2013 llustré parfaitement cette recherche d'équilibre :
- D'un côté, nous avons mobilisé pour parvenir à retourner la courbe du chômage une politique de l'emploi extraordinairement active, basée sur de nouveaux outils comme les Emplois d'Avenir ou la Garantie jeunes, ou sur des formes existantes d'emplois aidés dont nous avons amélioré la qualité et la durée, ou sur des mobilisations partenariales comme nous l'avons fait ensemble sur les 30 000 formations prioritaires.
- De l'autre côté, 2013 a été exceptionnellement riche de ce que l'on appelle parfois des « réformes structurelles » mais que je préfère appeler des changements en profondeur, durables, des nouveaux équilibres « gagnant-gagnant » (gagnant pour la compétitivité de l'économie et des entreprises, gagnant pour l'emploi, gagnant pour le progrès social) :
- Sécurisation de l'emploi, avec l'accord du 11 janvier puis la loi du 14 juin, et les débuts de son application depuis le 1er juillet
- Contrat de génération avec la loi du 1er mars, traduction de l'accord d'octobre 2012
- Qualité de vie au travail, avec l'accord du 19 juin et ses prolongements
- Création du compte de prévention de la pénibilité, après le rapport Moreau, la concertation retraite, la loi bientôt promulguée une vraie révolution sur un sujet agité depuis plus de 10 ans mais jamais résolu
- Formation professionnelle avec l'accord du 14 décembre, un projet de loi au conseil d'Etat depuis quelques jours,
- Démocratie sociale, avec enfin un processus pour établir la représentativité patronale, avec enfin un mode de financement des organisations syndicales et professionnelles clair, transparent, juste, détaché des organismes gérés
- Combat contre les fraudes au détachement, pour une directive européenne d'application ambitieuse et exigeante que nous avons obtenue grâce à une position extrêmement ferme dans la négociation
- Refonte, là encore en profondeur, de notre système d'inspection du travail, pour l'adapter aux enjeux nouveaux du monde du travail, renforcer ses compétences, ses pouvoirs, l'efficacité de son organisation
Je pourrais encore allonger cette liste, parler réforme de l'insertion par l'activité économique, parler PPL sur les reprises de sites rentables, parler travail du dimanche, parler sauvetage de l'AFPA, parler égalité professionnelle, parler grande conférence sociale, etc mais je m'arrête là car vous avez compris le sens général de mon message :
- Notre pays peut avancer, trouver de nouveaux équilibres dynamiques
- Il peut le faire en visant des résultats à court terme, il peut le faire aussi en visant des résultats à plus long terme, des changements profonds
- Il peut le faire en prenant le temps du dialogue, de la concertation, de la négociation,
- Mais il peut le faire vite, et bien : même si tout n'est pas parfait, tout n'est pas réussi, regardez ce que nous avons fait, ensemble, en seulement une petite année !
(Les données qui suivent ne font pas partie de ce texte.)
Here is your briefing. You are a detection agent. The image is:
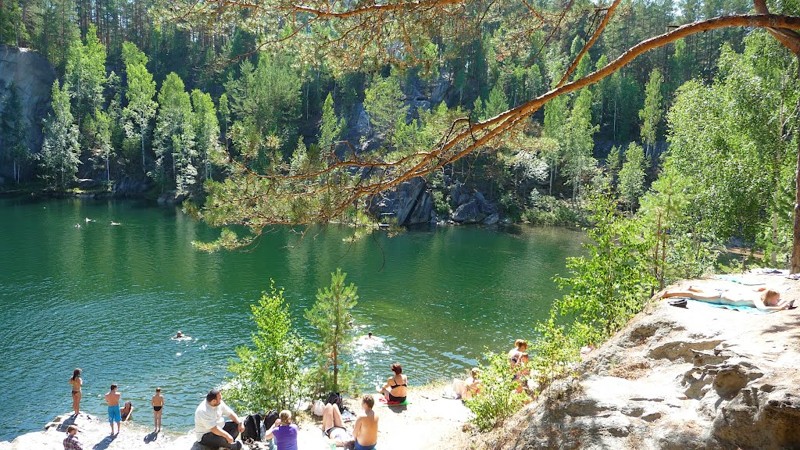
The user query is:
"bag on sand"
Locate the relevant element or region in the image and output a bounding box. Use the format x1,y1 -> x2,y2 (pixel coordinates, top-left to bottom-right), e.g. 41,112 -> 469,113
325,392 -> 344,412
312,399 -> 325,417
242,413 -> 263,442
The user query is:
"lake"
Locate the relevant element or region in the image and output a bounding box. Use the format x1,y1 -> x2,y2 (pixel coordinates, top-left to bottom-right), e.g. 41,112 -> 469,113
0,196 -> 583,440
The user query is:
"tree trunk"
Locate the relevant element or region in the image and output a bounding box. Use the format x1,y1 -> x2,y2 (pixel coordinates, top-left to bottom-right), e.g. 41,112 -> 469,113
791,57 -> 800,273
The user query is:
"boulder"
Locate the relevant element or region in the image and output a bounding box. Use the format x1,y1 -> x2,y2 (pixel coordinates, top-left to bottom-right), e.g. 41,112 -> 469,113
452,199 -> 485,223
474,275 -> 800,450
368,177 -> 433,226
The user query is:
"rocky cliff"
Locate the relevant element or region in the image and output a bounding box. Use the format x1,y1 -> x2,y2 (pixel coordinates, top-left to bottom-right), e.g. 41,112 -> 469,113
0,46 -> 55,179
477,272 -> 800,450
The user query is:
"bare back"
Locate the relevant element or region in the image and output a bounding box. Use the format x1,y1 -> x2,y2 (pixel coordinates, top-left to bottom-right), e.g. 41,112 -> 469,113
353,410 -> 379,446
151,393 -> 164,407
105,390 -> 121,406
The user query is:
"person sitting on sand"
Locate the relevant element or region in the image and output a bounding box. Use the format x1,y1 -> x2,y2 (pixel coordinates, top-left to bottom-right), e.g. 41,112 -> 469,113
321,402 -> 353,447
464,368 -> 481,400
379,363 -> 408,403
120,401 -> 133,422
661,285 -> 794,311
353,395 -> 379,450
63,424 -> 83,450
264,410 -> 298,450
508,339 -> 528,366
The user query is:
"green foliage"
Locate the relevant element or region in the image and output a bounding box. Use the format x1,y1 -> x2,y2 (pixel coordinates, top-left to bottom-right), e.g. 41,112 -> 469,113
562,88 -> 598,201
152,72 -> 196,193
122,42 -> 157,175
617,143 -> 647,211
639,69 -> 663,154
363,71 -> 407,140
0,1 -> 26,46
225,54 -> 302,161
464,352 -> 529,431
319,93 -> 343,152
226,281 -> 309,412
554,193 -> 655,346
191,89 -> 221,181
39,81 -> 80,189
0,83 -> 29,183
65,25 -> 107,131
304,268 -> 359,395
Votre serviteur, avec tout le Gouvernement, avec les équipes de ce ministère -des directions, de Pôle emploi- a mené en 2013, et va mener en 2014 -avec vous toujours- ces grands chantiers. Des chantiers de transformation et de progrès, pour l'emploi, pour la compétitivité économique et sociale (qui vont de pair), pour la sécurisation professionnelle, pour la qualité du travail.
Je n'ignore pas le niveau de défiance colossal de nos concitoyens vis-à-vis de la politique. C'est aussi à cela que nous devons répondre, en affirmant une crédibilité, une continuité, une cohérence. Que chacun range ses « big bangs », car ils ne changeront rien ainsi. Nous transformerons par le dialogue, en construisant une démocratie sociale active, avec des acteurs légitimes et représentatifs.
Ce sera à nouveau le cas en 2014, vous l'avez compris.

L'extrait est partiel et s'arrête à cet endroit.